Transparency and regulation are also critical in ensuring that AI development remains ethical. Wildeboer emphasized the importance of policy in this area, noting: “The main thing that can help is transparency on the policy level.”

Blow added: “AI is solving a lot of challenges in the world today and I think we have to be careful that we don’t create other challenges, like energy consumption. Sustainability is definitely something that needs to be looked at.” Innovations in data center cooling and low-power AI chips are key to minimizing the energy consumption associated with AI operations.

The more open AI, the better

A core objective of the Red Hat and Run:ai partnership is to enhance GPU utilization and accelerate AI model training. GPUs are specialized processors that drive AI workflows but are expensive and often underutilized. Run:ai’s platform is designed to maximize GPU resource management, which significantly improves the efficiency of AI infrastructure.

As Blow said: “If you look at AI and this goes down to economics around the world, one of the key metrics people attack is productivity.” The introduction of the Run:ai certified OpenShift Operator on to Red Hat OpenShift AI addresses critical GPU scheduling issues, ensuring that resources are allocated effectively across AI workloads. This development is important in the context of sustainability because it directly impacts how well organizations can leverage their existing hardware while reducing wasted resources and lowering operational costs.

As AI technologies become more embedded in daily life, open and transparent AI serves to ensure not only low waste and costs but also maintains privacy and ethical use of data. Transparency will be key. Oliver said: “The more open AI is, the better it is to have many eyes on it to ensure that everything is being done in a responsible way.”
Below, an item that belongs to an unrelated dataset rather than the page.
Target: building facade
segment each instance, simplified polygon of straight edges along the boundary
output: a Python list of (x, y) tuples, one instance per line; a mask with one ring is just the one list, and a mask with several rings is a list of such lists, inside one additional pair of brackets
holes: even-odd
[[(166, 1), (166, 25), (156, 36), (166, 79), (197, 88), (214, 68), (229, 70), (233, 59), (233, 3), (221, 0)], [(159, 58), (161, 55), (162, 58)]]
In the race to the AI market, history and success will be defined by nations’ ability to harness AI’s power responsibly and sustainably. The innovations driven by companies like Run:ai and Red Hat demonstrate that it is possible to push the boundaries of what AI can do while maintaining a focus on transparency as well as efficiency. As we move forward, these principles will be the true measures of progress, ensuring that the benefits of AI are shared broadly and equitably across society.

The dawn of this new era in AI is not merely a continuation of the technological advancements of the past – it’s the beginning of a profound transformation that will redefine industries, improve lives and, if navigated carefully, lead to a future where the potential of AI is fully realized in a way that aligns with our highest values. The discussion between Red Hat and Run:ai  made it clear that this may be best achieved with smaller AI models with defined purposes and above all collaboration, collaboration, collaboration.

Wildeboer summarized the stakes aptly: “Progress should never be dependent on one single company, at least it shouldn’t be for a good market.” 

The future may well be in the hands of these AI start-ups and as this new digital race unfolds, the world will watch closely to see which nation, or which models, will come out on top.